I browsed the Purveyor posts on /., and there certainly were some good
comments made.
There are several drawbacks to the would-be-superior system
- It only provides fairly weak transactional "guarantees."
Yes, any one transaction can can be rolled back, but it does
not appear to extend past that. Which is fine for a single
user system, but not for multiuser.
- It doesn't do anything about managing domain typing.
The increasing support in PG7.4 for CREATE DOMAIN is something that
should surely be trumpeted as a strengthening of relational
modelling. Purveyor... Doesn't do this...
- One of the most significant merits of the relational model is that
it allows data access paths that weren't necessarily planned for.
If I need to look at all the transaction records generated between
March 10th and April 15th, that have some other oddball
characteristics, I need only /describe/ the query, and a relational
system can do the query. It may not be particularly efficient in
the absence of a useful index, but that may well not matter.
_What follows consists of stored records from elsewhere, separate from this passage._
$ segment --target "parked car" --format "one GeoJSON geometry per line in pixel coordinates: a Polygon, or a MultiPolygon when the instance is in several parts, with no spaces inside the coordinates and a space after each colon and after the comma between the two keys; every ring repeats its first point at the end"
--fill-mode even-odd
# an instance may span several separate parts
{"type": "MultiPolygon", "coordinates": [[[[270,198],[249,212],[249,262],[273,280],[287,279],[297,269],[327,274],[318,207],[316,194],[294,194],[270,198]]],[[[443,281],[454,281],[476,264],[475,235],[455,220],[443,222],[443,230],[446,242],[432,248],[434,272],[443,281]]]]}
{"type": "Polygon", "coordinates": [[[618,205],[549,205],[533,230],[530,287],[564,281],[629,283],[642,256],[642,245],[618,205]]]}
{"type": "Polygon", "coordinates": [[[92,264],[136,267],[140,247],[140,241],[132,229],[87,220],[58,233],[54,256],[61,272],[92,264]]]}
In contrast, "object systems" are by and large a throwback to the
Network model, where queries require writing a program to navigate
through the paths provided by the indices. Which is _blazingly_
fast, if the pre-planned paths are the ones you wanted. But if you
need something "oddball," the result may be a query program that is
both inscrutable and slow.
What is unfortunate is that it looks like they have implemented
something that's pretty neat that is probably pretty useful for
embedding a sort of "database" support into applications in some
dynamic languages. But since they _dramatically_ oversell it,
apparently because the producers are "youths" that don't have enough
perspective to grasp that other systems _do_ have merits, it's likely
to get treated as worthless because of the over-sell.